Credit: Kai Teoh

Today, we highlight a complex issue in the news, provide multiple perspectives and present our view on the controversy. Our hope is to start a conversation that better informs all of us, and we invite you to share your insights. Email with the subject line “vaccine” or tweet to @NewsdayOpinion.

Many shots are going into arms across Long Island, but some neighborhoods are rolling up their sleeves more than others.

Islandwide, more than 1.2 million residents — or 52.4% of the eligible population — have received at least one shot of the COVID-19 vaccine.

But our analysis and map of ZIP code data from Nassau and Suffolk counties show enormous disparities in the percentage of eligible residents who've received at least one dose. Some communities have percentages above 70%, already approaching herd immunity, when enough people are vaccinated that the virus can no longer easily spread. Other places remain stuck around 30%, meaning they still face considerable risk of spread.

So the challenge shifts. Instead of bringing people eager for a shot to mass vaccination sites, we must start bringing the shots to people where they live, particularly in places with lower vaccination rates.


Optimism and concern

Day after day, Long Island is seeing normalcy return. Some of our favorite spots that stayed closed through last spring and summer are open or preparing to open. Just Friday, Gov. Andrew M. Cuomo announced that indoor dining, barber shops and other salons will expand to 75% capacity as of May 7.

The only reason that's possible is because more of us are getting the vaccine.

But we're not there yet. The pace of vaccination has slowed, and many who remain unvaccinated still have concerns, are indifferent, or have difficulty accessing a location. Long Island's high numbers, which at first glance seem to show real progress, are, in some ways, masking the region's trouble spots.


Range of rates

Comparing the number of vaccinated people in each ZIP code to the number of residents eligible for the vaccine shows clearly how far we've come — and how far we have to go.

There are a dozen or so communities out East where the vaccine data actually surpass Census-provided eligible population totals, probably because people moved to those areas during the pandemic. Then there are concentrations of highly vaccinated areas in western Nassau and the North Shore. In neighborhoods from Roslyn and Plainview to Woodbury and Atlantic Beach, the percentage of eligible residents with at least one shot exceeds 75%. That bodes well for everyone in those communities — from residents to those who work there.

But in other parts of Nassau and farther east, rates drop significantly. In Mastic, Mastic Beach, Shirley, and Copiague, among others, the vaccination rate still hovers around 30%. Our analysis also shows the pace of getting shots has slowed in recent weeks. Whether that's due to lingering concerns among those skeptical of government research, or those who believe vaccine refusal is a stance for individual liberty, or other factors, we've got to move that needle.

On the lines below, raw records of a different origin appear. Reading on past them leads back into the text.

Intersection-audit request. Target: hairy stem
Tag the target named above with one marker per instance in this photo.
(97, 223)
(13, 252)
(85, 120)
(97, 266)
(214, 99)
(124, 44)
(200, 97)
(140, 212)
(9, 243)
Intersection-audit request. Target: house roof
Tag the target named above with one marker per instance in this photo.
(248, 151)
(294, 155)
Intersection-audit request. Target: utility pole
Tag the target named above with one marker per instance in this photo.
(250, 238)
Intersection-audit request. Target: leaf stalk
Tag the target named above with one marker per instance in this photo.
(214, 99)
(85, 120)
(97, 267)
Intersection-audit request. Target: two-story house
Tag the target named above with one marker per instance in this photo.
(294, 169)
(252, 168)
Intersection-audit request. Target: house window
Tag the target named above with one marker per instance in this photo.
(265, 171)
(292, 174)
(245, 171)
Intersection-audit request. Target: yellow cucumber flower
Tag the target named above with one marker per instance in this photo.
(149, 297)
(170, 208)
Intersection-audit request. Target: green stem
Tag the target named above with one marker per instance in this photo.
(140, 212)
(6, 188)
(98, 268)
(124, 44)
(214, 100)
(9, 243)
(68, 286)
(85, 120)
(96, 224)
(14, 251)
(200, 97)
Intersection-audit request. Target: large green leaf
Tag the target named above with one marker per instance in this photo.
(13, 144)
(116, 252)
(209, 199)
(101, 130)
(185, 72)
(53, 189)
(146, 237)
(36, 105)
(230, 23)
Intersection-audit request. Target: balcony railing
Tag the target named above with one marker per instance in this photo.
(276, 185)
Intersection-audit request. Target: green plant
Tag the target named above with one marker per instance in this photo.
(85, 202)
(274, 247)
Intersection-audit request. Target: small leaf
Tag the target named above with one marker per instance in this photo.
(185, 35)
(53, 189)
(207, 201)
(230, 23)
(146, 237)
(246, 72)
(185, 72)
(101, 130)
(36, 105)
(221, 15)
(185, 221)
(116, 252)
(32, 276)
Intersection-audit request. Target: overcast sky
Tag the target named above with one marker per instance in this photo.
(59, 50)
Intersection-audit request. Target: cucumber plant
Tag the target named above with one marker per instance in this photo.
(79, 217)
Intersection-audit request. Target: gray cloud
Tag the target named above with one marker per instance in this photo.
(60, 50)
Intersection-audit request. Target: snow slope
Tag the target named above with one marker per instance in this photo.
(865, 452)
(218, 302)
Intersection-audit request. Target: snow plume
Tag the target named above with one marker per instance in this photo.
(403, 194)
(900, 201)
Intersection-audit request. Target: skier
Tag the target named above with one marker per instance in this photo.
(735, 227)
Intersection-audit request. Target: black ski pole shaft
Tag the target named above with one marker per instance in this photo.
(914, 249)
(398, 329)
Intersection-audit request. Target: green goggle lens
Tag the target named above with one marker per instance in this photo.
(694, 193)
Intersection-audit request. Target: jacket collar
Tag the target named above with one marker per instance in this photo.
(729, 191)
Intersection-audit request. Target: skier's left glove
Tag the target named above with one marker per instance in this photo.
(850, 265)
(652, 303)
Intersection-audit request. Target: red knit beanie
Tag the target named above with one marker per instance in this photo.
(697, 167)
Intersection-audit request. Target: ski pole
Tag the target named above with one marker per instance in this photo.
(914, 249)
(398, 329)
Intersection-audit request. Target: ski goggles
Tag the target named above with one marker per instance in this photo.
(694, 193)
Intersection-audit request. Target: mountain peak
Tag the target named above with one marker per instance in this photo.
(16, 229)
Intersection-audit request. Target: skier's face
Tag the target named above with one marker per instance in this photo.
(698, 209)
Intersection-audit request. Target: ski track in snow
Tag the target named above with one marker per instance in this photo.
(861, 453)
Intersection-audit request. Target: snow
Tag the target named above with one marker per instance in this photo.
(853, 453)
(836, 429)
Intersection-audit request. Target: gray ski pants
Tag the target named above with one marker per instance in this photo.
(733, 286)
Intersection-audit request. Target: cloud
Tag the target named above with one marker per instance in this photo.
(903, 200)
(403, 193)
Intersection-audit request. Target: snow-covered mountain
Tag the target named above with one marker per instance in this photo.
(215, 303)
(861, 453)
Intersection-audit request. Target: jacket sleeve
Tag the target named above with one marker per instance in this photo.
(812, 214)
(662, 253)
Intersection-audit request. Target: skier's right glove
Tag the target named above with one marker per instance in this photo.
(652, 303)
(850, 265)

Credit: Getty Images/iStockphoto/Fernando Rodriguez Novoa


Local shots

So, the harder work must begin. Community leaders, business owners and elected officials must determine where mobile vans and pop-up sites would reach the most people. They can combine convenience with education, so questions can be answered.

It's time to go to the malls, hair salons, or grocery stores with shots in tow. Perhaps restaurants or entertainment venues could offer promotions to those who get the shot. Suffolk is starting to vaccinate teenagers at their high schools, a smart move as our younger residents might be among our best ambassadors.

A man gets a vaccine outside the "Vaxmobile" in Uniondale.

A man gets a vaccine outside the "Vaxmobile" in Uniondale. Credit: Newsday/Alejandra Villa Loarca


Shooting for summer

The initial excitement over being eligible for a shot and finding an appointment has waned. But the importance of that has not. A new energy must take hold, especially in communities where rates are lower. If we apply the same effort to getting neighbors vaccinated as we do to cheering local sports or supporting our schools, then spots that hit 30% vaccinated could soon become 70%. At that rate, before the summer officially arrives, all of Long Island could be near herd immunity and all the benefits that will bring.